Culvert: A covered channel that carries water underground.
That’s what’s being built behind Perini Building Company’s new headquarters “at the curve” as Patrick Lane becomes Green Valley Parkway in Henderson, NV.
We all know about Perini Building Company. It’s part of Tutor Perini Corporation, an international general contracting, building and civil construction and construction management company.
The Las Vegas branch of the company first came to town in 1978 with an American Airlines warehouse project that is now the International Terminal. From there, Perini built the Thomas and Mack Center for UNLV, Cashman Field, the Fremont Street Experience and on and on. Today Perini Building Company is the largest construction company operating in Las Vegas. Current projects include CityCenter, the Cosmopolitan Las Vegas and the new Terminal 3 at McCarran International Airport. The company has not been without problems related to its massive projects, but in recent months, construction has proceeded without incident.
In April, 2006, Perini purchased 12 acres at 2955 North Green Valley Parkway. The land is divided by a portion of Duck Creek. The creek starts just east of the Las Vegas Strip and eventually feeds into the Las Vegas wash which in turn flows into Lake Mead. The local creeks and washes handle water that is urban runoff, shallow groundwater, reclaimed water and storm water.
To a bystander, the land at 2955 North Green Valley Parkway was no bargain. It was uneven, weed-filled and divided by a part of Duck Creek that at best was unattractive and at worst was used as an occasional dry garbage dump.
In June, 2008 construction began on the south side of the property. To neighbors, “someone” was grading land and building a building. Eventually the results were revealed: a new headquarters for Perini Building Company. As with many projects in the Las Vegas valley, the building went up quickly, and it seemed only days later, full exterior landscaping was in place as well. In June of this year, Perini executives moved from their building on Howard Hughes Parkway to the new headquarters. Though the building’s back yard is a creek, this reporter was pleasantly surprised when entering the building from its back-door entrance to see an attractive showcase lobby.

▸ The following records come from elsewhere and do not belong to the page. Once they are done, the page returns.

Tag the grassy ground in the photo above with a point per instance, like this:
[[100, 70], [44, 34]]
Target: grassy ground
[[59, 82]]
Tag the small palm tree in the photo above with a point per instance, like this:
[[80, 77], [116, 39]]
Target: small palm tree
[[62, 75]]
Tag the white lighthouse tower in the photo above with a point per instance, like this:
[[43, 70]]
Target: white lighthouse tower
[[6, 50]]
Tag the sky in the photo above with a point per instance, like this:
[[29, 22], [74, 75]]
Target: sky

Once the building was completed, neighbors then saw something else, huge pieces of construction equipment behind the new building, leveling and digging in the dry creek bed. What’s going on?
Barry Goettsch is Perini’s project manager for what it calls its “Duck Creek” project. Goettsch explained that Perini owns land on both sides of the creek. The company is building a 1200-foot-long culvert that will allow the creek to flow underground while the ground level is used for parking and as yet other undetermined purposes.

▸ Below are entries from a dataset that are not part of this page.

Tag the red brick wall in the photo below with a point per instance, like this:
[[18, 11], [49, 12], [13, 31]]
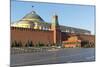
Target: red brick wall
[[24, 34]]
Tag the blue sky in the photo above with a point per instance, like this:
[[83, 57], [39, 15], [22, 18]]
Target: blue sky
[[79, 16]]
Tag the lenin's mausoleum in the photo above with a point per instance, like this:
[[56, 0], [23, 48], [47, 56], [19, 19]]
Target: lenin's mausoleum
[[32, 28]]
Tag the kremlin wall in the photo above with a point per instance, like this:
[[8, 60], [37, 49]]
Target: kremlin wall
[[33, 28]]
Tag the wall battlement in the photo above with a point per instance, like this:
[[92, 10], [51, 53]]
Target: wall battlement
[[29, 29]]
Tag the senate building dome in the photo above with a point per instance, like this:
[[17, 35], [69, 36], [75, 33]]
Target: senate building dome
[[30, 20]]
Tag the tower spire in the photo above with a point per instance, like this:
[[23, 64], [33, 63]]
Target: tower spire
[[56, 29]]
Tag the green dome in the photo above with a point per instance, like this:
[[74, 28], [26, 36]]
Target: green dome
[[33, 15]]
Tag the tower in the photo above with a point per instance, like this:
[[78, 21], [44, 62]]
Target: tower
[[56, 30]]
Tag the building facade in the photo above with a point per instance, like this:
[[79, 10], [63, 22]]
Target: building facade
[[33, 28]]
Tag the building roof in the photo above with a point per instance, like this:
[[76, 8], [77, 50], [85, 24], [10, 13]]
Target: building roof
[[33, 15]]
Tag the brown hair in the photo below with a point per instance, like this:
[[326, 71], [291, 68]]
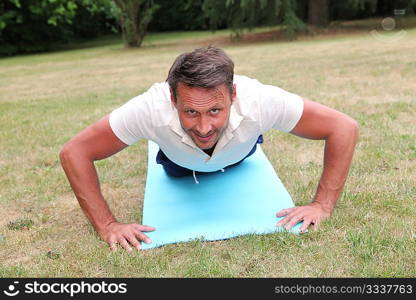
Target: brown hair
[[204, 67]]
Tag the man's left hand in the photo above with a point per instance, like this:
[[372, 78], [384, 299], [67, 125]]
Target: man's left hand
[[311, 214]]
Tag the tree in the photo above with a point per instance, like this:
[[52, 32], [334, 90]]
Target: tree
[[135, 16], [242, 15], [318, 12]]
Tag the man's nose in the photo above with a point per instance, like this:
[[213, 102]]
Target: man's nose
[[204, 126]]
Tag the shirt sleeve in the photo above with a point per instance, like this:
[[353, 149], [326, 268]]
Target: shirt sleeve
[[279, 109], [132, 121]]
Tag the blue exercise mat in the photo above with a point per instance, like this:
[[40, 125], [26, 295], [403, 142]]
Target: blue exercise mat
[[242, 200]]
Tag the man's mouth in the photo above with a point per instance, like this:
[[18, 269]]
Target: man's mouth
[[205, 138]]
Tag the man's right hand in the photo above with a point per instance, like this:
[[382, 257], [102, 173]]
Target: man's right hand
[[127, 235]]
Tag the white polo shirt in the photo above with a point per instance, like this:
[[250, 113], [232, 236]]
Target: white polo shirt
[[256, 109]]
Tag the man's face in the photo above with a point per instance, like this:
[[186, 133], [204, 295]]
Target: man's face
[[203, 113]]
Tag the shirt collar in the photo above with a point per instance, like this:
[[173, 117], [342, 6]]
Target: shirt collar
[[234, 122]]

Cost of the project to reclaim air rights over the creek? $5 million. The concrete slab at the base of the culvert is 30 feet below grade, so ground water is an issue. As a result, the project involved digging some 23 wells, 40 to 60 feet deep to divert the groundwater.
The project is scheduled for completion by the end of November. For this local resident, Perini’s 2009 holiday gift will be one eyesore removed.